Le plasma et le fluide interstitiel sont des tissus riches en proteines solubles. En conditions physiologiques, ces protéines extracellulaires ne sont pas utilisées comme sources d’acides aminés. En revanche, les mutations acquises par les cellules tumorales, telles que RAS et c-SRC, permettent leur utilisation. Contrairement à l'absorption de nutriments de faible poids moléculaire qui entrent dans la cellule par des transporteurs dédiés, la capture de macromolécules extracellulaires est possible par macro-pinocytose, processus lors duquel le liquide extracellulaire est absorbé par des vésicules géantes. Ces vésicules fusionnent avec des lysosomes à l’intérieur de la cellules et les protéines solubles sont soumises à une dégradation protéolytique, libérant ainsi des acides aminés libres 262,300. Ceux-ci peuvent également être obtenus suite à l’absorption et la digestion de cellules vivantes entières par entose (cannibalisme cellulaire), ou par phagocytose de corps apoptotiques des cellules environnantes. Les cellules digérées fusionnent également avec

des lysosomes et libèrent des acides aminés nécessaires à la survie et la prolifération des cellules transformées, notamment en conditions de pénurie nutritive 262,300.

En outre, lors de longues périodes de privation en nutriments ou facteurs de croissance, les cellules tumorales activent le processus auto-catabolique de macro-autophagie. Ce processus permet de récupérer des substrats importants pour la synthèse de macromolécules et le fonctionnement cellulaire, après dégradation d’organites. En condition normale, seuls les organites endommagés ou les protéines aberrantes sont recyclées. Toutefois, les cellules cancéreuses utilisent ce mécanisme comme une adaptation métabolique aux conditions de stress 55. Les macromolécules intracellulaires et organites entiers sont enveloppés par des structures à double membrane qui fusionnent avec les lysosomes, puis subissent une dégradation protéolytique afin de libérer les acides aminés et acides gras libres. Par exemple, les cellules HeLa activent la voie PI3K/AKT qui induit l’autophagie et favorise la survie cellulaire vis-à-vis des différents stress, dont la privation en nutriments 302. Par exemple, ce processus permet l’apport en glutamine dans le cas du cancer du poumon 303.
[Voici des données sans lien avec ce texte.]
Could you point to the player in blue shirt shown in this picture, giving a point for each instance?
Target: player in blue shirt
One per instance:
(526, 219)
Les cellules tumorales utilisent donc des modes d'acquisition de nutriments opportunistes, engendrant leur survie et prolifération malgré des conditions environnementales métaboliquement défavorables. Ces adaptations impliquent une capacité à accéder à des sources de nutriments normalement inaccessibles, et récupérer des molécules pré-maturées lorsque leur synthèse dans la cellule est compromise. Pour conclure, les interactions réciproques entre les cellules cancéreuses et leur micro-environnement imposent une pression sélective qui modifie davantage le métabolisme des cellules malignes et contribue activement à l'émergence d'un état plus agressif 262. Enfin, des études préliminaires suggèrent que les métabolites produits par le microbiote, “organe oublié” de l’organisme, contribuent à l’initiation et à la progression d’une tumeur 301.